[guest post by Dana]
A little fun at Hillary’s expense:
NEW YORK—Having grossly miscalculated the resources required for an 18-month presidential bid, Democratic frontrunner Hillary Clinton announced Tuesday she had ended her race for the White House after blowing through $2 billion of campaign funds in a single month. “Admittedly, my staff and I haven’t kept a close enough eye on our financials over the past few weeks, and certain of our expenditures, such as the 800,000-square-foot Hillary For America headquarters we broke ground on in Des Moines and those seven backup campaign buses, appear to have been poor decisions,” said Clinton, who faulted several crucial missteps, including the licensing of every song in the Fleetwood Mac catalogue for her campaign appearances and sending two pounds of direct-mail solicitations each day to every man, woman, and child in the nation. “While it seemed a winning strategy at first, buying up all the primetime commercial blocks on every network affiliate in all 50 states was probably ill-advised, as was hiring our 3,000-member campaign team in Puerto Rico, which does not have any electoral votes.” The former secretary of state went on to say she was confident the lessons she had learned from her mistakes this time around would only make her a stronger candidate in 2020.
This is not from The Onion, but surprisingly it’s from the New York Times:
“Mrs. Clinton and the news media have changed. She seems less a presidential candidate than a historical figure, returning to claim what is rightfully hers.And the press corps, both blessed and cursed with live streaming, tweeting and Snapchatting technologies, is armed with questions devised to win the moment. The result is a carnival atmosphere. It is not clear what Mrs. Clinton gains politically from playing the freak.”
Today I heard a political adviser state the obvious: that from the start, Clinton’s strategy with the media has been very simple: ignore them, thereby ignore the scandals. While it may be working at the moment, it’s not sustainable because sooner rather than later, she is going to need them. And in spite of a building resentment from media members, they will be there for her when she’s ready. Maybe then, the press and Clinton will begin to forge that brand new relationship she talked about, right?
“It’s maddening,” an anonymous print journalist complained to the Daily Mail. “We can’t do our job if the Clinton campaign freezes us out and tells us there aren’t any more events for the day—and then they race to Waterloo for an event. Don’t they understand that they need us as much as we need them?”
A cable television news correspondent, likewise anonymous, sarcastically told the London-based outlet: “Maybe by this point next year Hillary’s people will be clamoring for us to interview her as Elizabeth Warren and Martin O’Malley make mincemeat out of her”—a reference to former Maryland governor O’Malley (who is expected to enter the race soon) and Massachusetts Senator Warren (who insists she will not).
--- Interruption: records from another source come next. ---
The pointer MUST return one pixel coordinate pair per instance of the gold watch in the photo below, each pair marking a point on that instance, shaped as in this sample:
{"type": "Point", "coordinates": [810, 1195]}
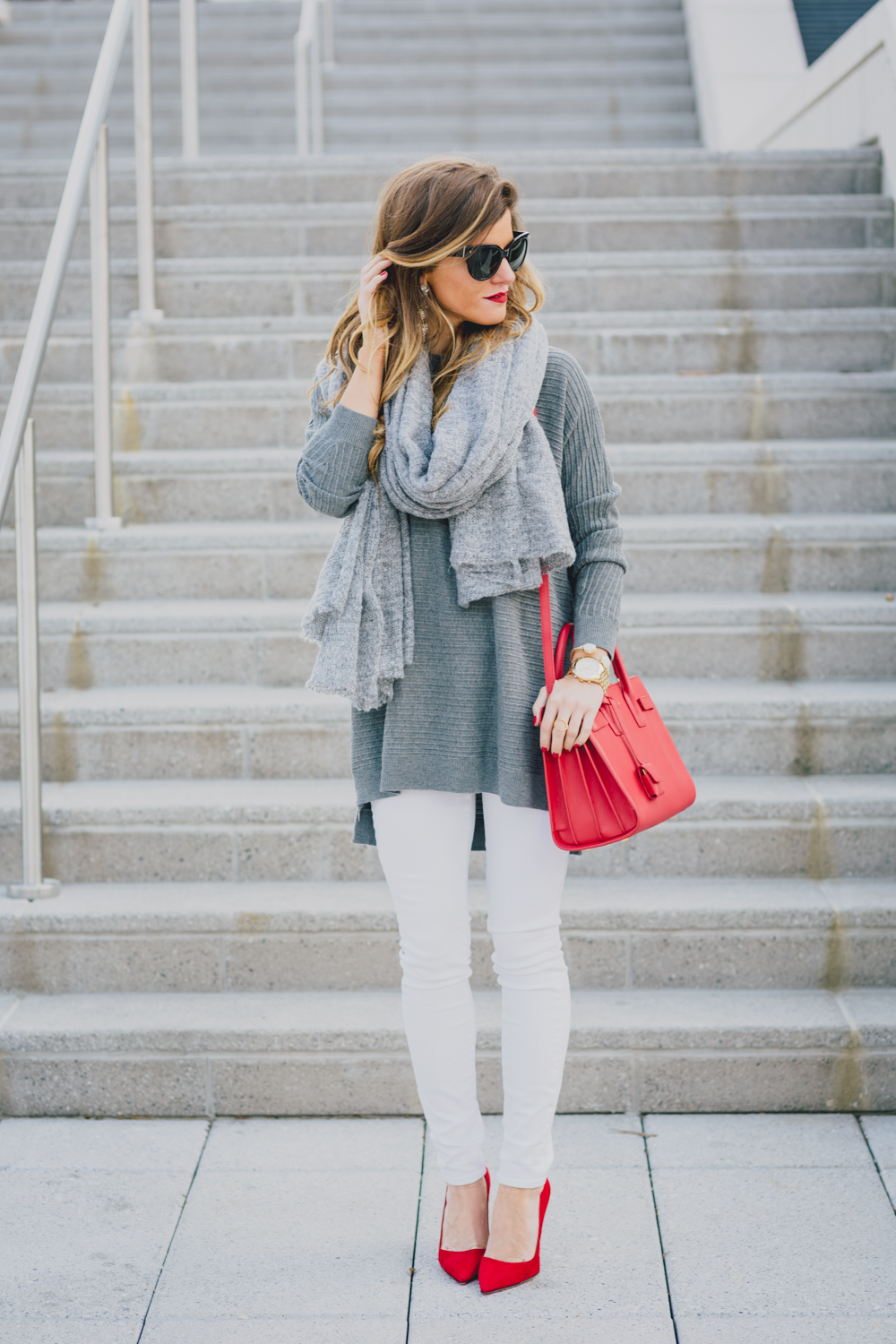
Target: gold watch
{"type": "Point", "coordinates": [589, 667]}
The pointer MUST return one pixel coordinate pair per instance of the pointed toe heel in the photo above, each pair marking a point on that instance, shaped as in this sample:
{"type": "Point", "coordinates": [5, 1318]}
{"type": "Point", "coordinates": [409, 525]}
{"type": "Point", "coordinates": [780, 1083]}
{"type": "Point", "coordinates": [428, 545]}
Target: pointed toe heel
{"type": "Point", "coordinates": [497, 1274]}
{"type": "Point", "coordinates": [462, 1265]}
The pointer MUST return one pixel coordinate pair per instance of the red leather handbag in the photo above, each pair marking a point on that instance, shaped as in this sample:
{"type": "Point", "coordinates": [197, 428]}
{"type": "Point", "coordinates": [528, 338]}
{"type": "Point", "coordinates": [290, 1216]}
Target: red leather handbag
{"type": "Point", "coordinates": [627, 776]}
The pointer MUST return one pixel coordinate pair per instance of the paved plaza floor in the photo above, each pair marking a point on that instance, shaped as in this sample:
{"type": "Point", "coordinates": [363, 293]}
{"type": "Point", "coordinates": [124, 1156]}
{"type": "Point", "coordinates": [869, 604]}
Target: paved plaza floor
{"type": "Point", "coordinates": [662, 1228]}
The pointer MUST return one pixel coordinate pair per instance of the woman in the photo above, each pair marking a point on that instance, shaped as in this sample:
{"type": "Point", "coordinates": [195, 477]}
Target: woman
{"type": "Point", "coordinates": [466, 459]}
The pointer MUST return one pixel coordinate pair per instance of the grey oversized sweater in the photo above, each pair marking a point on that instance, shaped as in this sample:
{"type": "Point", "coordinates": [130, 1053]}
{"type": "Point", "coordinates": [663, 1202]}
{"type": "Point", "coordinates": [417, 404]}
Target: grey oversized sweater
{"type": "Point", "coordinates": [461, 718]}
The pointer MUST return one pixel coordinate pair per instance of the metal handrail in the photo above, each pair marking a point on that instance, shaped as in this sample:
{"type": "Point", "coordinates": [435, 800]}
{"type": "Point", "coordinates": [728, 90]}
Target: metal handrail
{"type": "Point", "coordinates": [61, 244]}
{"type": "Point", "coordinates": [314, 51]}
{"type": "Point", "coordinates": [89, 164]}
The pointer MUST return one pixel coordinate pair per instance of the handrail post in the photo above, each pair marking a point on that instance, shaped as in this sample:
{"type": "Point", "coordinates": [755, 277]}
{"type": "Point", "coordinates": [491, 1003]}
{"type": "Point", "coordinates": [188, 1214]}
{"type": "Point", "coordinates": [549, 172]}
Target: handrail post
{"type": "Point", "coordinates": [330, 32]}
{"type": "Point", "coordinates": [32, 886]}
{"type": "Point", "coordinates": [101, 323]}
{"type": "Point", "coordinates": [188, 80]}
{"type": "Point", "coordinates": [303, 128]}
{"type": "Point", "coordinates": [309, 78]}
{"type": "Point", "coordinates": [142, 164]}
{"type": "Point", "coordinates": [316, 82]}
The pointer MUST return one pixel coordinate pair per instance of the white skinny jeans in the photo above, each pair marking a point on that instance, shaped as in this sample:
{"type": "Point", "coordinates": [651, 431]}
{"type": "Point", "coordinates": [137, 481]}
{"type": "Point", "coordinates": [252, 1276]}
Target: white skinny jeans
{"type": "Point", "coordinates": [424, 840]}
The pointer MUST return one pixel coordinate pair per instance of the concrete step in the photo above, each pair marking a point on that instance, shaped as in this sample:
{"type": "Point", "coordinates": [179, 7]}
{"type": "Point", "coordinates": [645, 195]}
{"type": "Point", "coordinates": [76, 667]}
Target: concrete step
{"type": "Point", "coordinates": [435, 89]}
{"type": "Point", "coordinates": [300, 830]}
{"type": "Point", "coordinates": [774, 637]}
{"type": "Point", "coordinates": [771, 478]}
{"type": "Point", "coordinates": [27, 88]}
{"type": "Point", "coordinates": [276, 733]}
{"type": "Point", "coordinates": [567, 225]}
{"type": "Point", "coordinates": [598, 282]}
{"type": "Point", "coordinates": [199, 484]}
{"type": "Point", "coordinates": [282, 179]}
{"type": "Point", "coordinates": [691, 553]}
{"type": "Point", "coordinates": [333, 935]}
{"type": "Point", "coordinates": [271, 126]}
{"type": "Point", "coordinates": [635, 410]}
{"type": "Point", "coordinates": [605, 344]}
{"type": "Point", "coordinates": [416, 134]}
{"type": "Point", "coordinates": [281, 1054]}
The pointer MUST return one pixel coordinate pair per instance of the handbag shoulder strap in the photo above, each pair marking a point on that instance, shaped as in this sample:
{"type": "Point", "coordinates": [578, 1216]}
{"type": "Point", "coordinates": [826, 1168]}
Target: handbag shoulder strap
{"type": "Point", "coordinates": [547, 632]}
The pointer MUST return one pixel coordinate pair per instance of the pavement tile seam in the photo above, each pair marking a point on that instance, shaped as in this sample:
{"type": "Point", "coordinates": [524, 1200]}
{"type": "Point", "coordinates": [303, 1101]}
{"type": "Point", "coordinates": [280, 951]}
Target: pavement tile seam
{"type": "Point", "coordinates": [174, 1234]}
{"type": "Point", "coordinates": [891, 1195]}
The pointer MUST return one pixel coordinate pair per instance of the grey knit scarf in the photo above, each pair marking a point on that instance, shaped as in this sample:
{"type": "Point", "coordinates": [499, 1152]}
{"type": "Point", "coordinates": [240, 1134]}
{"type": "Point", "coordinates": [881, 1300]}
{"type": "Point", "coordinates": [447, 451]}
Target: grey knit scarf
{"type": "Point", "coordinates": [487, 467]}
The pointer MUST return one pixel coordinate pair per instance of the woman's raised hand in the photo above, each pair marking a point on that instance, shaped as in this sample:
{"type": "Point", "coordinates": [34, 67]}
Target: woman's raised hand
{"type": "Point", "coordinates": [567, 714]}
{"type": "Point", "coordinates": [366, 384]}
{"type": "Point", "coordinates": [374, 274]}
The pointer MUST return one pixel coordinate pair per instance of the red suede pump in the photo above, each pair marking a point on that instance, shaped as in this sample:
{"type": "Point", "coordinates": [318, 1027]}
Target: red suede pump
{"type": "Point", "coordinates": [462, 1265]}
{"type": "Point", "coordinates": [495, 1274]}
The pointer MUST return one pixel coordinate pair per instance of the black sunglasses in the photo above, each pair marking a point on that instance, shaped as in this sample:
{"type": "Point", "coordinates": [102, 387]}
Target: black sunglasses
{"type": "Point", "coordinates": [484, 260]}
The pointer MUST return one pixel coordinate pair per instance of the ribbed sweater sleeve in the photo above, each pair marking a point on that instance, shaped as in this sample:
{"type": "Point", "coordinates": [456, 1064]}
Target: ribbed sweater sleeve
{"type": "Point", "coordinates": [333, 465]}
{"type": "Point", "coordinates": [590, 497]}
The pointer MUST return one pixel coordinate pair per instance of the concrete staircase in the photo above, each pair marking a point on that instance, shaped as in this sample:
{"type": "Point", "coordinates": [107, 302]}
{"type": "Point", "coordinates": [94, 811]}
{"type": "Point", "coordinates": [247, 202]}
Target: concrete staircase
{"type": "Point", "coordinates": [220, 945]}
{"type": "Point", "coordinates": [413, 74]}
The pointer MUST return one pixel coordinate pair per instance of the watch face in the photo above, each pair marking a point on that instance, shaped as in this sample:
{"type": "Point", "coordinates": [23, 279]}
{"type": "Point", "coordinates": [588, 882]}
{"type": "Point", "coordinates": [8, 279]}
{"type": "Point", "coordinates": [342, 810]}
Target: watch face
{"type": "Point", "coordinates": [587, 669]}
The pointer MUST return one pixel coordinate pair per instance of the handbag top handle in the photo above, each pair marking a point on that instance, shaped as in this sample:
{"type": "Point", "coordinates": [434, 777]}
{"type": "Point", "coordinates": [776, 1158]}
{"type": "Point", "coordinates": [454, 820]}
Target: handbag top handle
{"type": "Point", "coordinates": [554, 663]}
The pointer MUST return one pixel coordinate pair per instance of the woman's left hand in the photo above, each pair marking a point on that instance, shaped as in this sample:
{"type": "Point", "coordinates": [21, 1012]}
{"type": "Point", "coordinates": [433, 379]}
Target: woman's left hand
{"type": "Point", "coordinates": [567, 714]}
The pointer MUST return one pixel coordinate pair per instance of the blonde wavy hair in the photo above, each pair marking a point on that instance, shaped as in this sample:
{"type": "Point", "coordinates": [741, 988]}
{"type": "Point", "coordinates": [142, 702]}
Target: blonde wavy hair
{"type": "Point", "coordinates": [424, 215]}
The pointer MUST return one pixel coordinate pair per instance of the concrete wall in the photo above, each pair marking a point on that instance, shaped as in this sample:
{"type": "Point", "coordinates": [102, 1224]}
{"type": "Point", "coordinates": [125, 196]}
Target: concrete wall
{"type": "Point", "coordinates": [745, 56]}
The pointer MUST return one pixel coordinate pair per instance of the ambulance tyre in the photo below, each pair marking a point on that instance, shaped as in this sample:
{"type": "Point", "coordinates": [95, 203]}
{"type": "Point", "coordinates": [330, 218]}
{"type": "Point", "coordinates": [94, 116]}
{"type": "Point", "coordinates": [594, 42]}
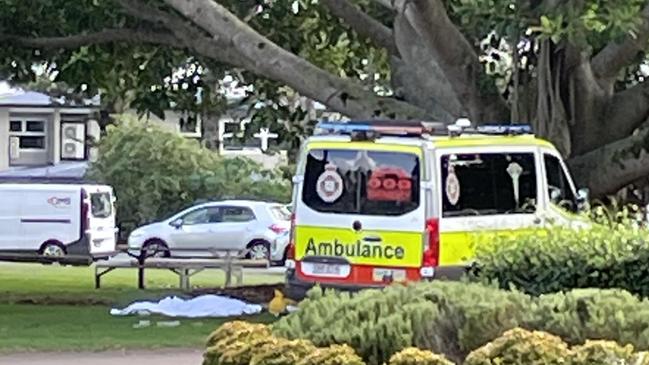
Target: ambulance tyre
{"type": "Point", "coordinates": [295, 292]}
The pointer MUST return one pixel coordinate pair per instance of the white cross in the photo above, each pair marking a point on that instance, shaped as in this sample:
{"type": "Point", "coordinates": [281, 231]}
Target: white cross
{"type": "Point", "coordinates": [264, 135]}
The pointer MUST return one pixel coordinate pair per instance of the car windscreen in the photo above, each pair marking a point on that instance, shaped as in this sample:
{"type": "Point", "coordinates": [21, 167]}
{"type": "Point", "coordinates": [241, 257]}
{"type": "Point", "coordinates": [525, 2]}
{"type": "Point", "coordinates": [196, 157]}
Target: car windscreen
{"type": "Point", "coordinates": [361, 182]}
{"type": "Point", "coordinates": [488, 183]}
{"type": "Point", "coordinates": [101, 205]}
{"type": "Point", "coordinates": [280, 213]}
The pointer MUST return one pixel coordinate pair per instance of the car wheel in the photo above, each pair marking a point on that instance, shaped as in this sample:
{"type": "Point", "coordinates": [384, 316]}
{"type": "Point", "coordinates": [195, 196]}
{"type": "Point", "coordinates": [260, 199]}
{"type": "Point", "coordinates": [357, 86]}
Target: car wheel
{"type": "Point", "coordinates": [259, 250]}
{"type": "Point", "coordinates": [53, 250]}
{"type": "Point", "coordinates": [155, 248]}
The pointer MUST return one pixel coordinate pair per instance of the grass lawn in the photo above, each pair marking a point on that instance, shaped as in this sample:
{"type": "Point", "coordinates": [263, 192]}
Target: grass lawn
{"type": "Point", "coordinates": [68, 314]}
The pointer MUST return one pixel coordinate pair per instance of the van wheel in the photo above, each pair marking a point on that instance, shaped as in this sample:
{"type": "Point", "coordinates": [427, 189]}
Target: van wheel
{"type": "Point", "coordinates": [52, 249]}
{"type": "Point", "coordinates": [154, 248]}
{"type": "Point", "coordinates": [259, 250]}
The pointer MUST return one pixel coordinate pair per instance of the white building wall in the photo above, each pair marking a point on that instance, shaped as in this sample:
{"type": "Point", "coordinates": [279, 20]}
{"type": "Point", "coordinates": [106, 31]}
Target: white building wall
{"type": "Point", "coordinates": [4, 138]}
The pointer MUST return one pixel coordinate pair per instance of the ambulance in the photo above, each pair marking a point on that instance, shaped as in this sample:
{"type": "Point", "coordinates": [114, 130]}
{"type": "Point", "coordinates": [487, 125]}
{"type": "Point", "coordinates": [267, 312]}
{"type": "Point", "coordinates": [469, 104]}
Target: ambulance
{"type": "Point", "coordinates": [378, 202]}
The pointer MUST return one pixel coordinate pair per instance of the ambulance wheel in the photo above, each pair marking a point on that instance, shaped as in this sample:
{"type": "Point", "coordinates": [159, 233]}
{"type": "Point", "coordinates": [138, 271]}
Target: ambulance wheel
{"type": "Point", "coordinates": [52, 250]}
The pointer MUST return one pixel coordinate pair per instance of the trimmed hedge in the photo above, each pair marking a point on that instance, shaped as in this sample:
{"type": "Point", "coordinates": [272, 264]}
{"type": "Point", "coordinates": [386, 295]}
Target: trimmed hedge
{"type": "Point", "coordinates": [415, 356]}
{"type": "Point", "coordinates": [454, 318]}
{"type": "Point", "coordinates": [242, 343]}
{"type": "Point", "coordinates": [522, 347]}
{"type": "Point", "coordinates": [612, 254]}
{"type": "Point", "coordinates": [445, 317]}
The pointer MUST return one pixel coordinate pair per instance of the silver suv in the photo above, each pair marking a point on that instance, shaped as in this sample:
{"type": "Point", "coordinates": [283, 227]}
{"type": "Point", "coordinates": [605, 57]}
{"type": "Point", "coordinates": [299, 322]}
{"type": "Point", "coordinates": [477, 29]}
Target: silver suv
{"type": "Point", "coordinates": [214, 226]}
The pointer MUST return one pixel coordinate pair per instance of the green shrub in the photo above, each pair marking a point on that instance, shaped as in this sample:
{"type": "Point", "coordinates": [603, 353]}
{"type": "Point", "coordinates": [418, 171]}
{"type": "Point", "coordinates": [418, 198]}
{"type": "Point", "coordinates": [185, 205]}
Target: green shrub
{"type": "Point", "coordinates": [240, 352]}
{"type": "Point", "coordinates": [415, 356]}
{"type": "Point", "coordinates": [602, 353]}
{"type": "Point", "coordinates": [518, 347]}
{"type": "Point", "coordinates": [611, 255]}
{"type": "Point", "coordinates": [332, 355]}
{"type": "Point", "coordinates": [585, 314]}
{"type": "Point", "coordinates": [237, 331]}
{"type": "Point", "coordinates": [450, 318]}
{"type": "Point", "coordinates": [156, 173]}
{"type": "Point", "coordinates": [234, 343]}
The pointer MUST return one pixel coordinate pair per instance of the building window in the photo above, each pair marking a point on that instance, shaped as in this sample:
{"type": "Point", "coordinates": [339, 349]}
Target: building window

This TV journalist added: “But for now dodging the press just comes off as arrogant and imperial. Which is not the model she ought to be trying to emulate. I mean, really: If you hold a campaign party and there are 100 of us flying in to Iowa to cover you, the least you can do is tell us the event exists. We don’t expect you to feed us or mix us martinis. Just don’t make this presidential campaign marathon any harder or more idiotic than it needs to be.”